Dead plant materials are hard to break down, and there are just a few animal groups able of doing it. The major constraint is the recalcitrant nature of these stable biopolymers such as cellulose and lignin, making the matrix indigestible to animals and difficult to colonize for microorganisms. An ideal combination seems to be insects grinding the material, increasing its surface-to-volume ratio, allowing microorganisms to perform fast assimilation of the organic compounds into available energy and simple nutrients. This is why most of decomposers reveal intricate long-term relationships with microbial communities. This symbiosis is truly beneficial for both partners, as microorganisms find continuous income of food and stable environment inside a termite gut, and the host benefits from ingesting a share of the energy and nutrients produced during the lignocellulose matrix breakdown.

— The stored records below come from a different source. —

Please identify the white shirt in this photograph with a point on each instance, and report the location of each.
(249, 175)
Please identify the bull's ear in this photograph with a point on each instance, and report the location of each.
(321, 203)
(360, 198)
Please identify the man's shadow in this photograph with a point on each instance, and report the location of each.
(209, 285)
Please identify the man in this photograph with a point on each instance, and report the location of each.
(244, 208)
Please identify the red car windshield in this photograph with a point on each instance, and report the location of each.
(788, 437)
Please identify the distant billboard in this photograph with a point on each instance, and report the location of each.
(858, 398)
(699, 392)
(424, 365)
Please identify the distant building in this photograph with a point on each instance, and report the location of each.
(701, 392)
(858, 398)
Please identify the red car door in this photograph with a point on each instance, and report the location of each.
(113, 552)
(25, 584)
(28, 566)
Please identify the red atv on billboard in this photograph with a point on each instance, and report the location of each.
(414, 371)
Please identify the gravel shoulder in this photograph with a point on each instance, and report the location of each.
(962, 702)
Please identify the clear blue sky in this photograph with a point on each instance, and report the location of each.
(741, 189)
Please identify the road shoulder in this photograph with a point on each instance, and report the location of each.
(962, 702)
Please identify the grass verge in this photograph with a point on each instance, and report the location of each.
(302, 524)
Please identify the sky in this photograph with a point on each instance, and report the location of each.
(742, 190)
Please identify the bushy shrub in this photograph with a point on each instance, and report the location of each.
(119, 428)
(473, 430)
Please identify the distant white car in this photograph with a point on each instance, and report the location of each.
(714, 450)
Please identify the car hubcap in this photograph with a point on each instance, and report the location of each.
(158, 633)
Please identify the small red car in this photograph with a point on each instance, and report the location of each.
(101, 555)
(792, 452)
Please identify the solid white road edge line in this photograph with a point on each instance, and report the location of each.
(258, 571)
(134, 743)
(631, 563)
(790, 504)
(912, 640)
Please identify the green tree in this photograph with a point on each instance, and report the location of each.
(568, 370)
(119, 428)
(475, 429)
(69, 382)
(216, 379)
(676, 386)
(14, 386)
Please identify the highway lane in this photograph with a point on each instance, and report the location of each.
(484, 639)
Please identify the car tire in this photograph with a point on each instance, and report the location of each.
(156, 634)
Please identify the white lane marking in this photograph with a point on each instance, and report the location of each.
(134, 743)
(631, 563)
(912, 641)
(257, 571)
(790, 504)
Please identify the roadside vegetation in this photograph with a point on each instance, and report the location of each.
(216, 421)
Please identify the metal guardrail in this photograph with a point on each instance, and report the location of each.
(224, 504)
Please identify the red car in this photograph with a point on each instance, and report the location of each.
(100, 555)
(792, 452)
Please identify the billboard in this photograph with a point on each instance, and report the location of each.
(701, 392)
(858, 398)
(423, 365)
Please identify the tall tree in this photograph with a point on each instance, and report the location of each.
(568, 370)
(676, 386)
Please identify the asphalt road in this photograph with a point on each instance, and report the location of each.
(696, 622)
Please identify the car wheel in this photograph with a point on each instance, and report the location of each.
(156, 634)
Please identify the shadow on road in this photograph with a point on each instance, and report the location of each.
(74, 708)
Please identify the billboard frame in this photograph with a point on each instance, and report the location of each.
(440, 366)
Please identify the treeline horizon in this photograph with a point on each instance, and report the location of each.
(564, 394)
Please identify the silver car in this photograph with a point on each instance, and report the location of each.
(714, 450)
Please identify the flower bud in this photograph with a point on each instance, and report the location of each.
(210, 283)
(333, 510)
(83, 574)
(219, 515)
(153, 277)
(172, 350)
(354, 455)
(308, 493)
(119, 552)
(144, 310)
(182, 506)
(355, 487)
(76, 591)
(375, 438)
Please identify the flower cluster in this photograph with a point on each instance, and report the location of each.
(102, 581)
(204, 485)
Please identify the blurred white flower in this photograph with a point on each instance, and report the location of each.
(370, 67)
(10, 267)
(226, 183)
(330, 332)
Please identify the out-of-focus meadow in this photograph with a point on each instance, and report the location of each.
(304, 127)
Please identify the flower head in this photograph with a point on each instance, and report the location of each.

Symbionts in termite guts originate from three following domains: Archaea, Eubacteria and Eukaryota; members of at least two are always present. The flagellates [NS1] occur in all “lower” termites, as well as in the woodroach Cryptocercus, while they are missing in Termitidae altogether. Gut morphology and composition of gut microbiota is by far more diverse in “higher” termites, and get especially complicated structure and function in true soil-feeding termites.
The known functions of termite endosymbionts are as follows: (1) Sugar polymers (cellulose, hemicelloloses) breakdown to short chains, to be ingested by termites or other symbionts; (2) Absorption of oxygen and maintaining conditions suitable for lignocellulose fermentation; (3) Recycling the nitrogen waste, and providing nitrogen-rich substrates, even at the expense of fixing atmospheric nitrogen if needed; (4) Acetogenetic elimination of hydrogen, (5) Lignin breakdown and degradation of resulting aromatic compounds (demethylation, deacetylation, decarboxylation; (6) Ingestion of protein components of humus in soil-feeders.
The relationship between termites and their gut microbiota (endosymbionts) is a hot topic in current science, mostly thanks to advances in NGS (next generation sequencing) methods, and attempts to use termite associates in commercial fermentation chambers changing the dead organic matter into e.g. methane and N-enriched biomass. While relationships with termite endosymbionts belong to broadly studied topics, the occurrence of ectosymbiotic microorganisms is a mystery - apart from the notoriously known case of fungus-growing termites (Termitidae: Macrotermitinae), revealing associations with the symbiotic fungus Termitomyces (Basidiomycetes: Agaricales). At the same time, termites are known to alter their environment and among others to change composition of microbial communities in their environment, by selective supressing of certain strains and support of others. The same is true for termite nests, in which only a small part of the environmental microorganisms may live. We are studying these phenomena by field experiments and extensive sequencing of environmental samples of different nature with the hope to understand the importance of particular members of termite symbiotic associates.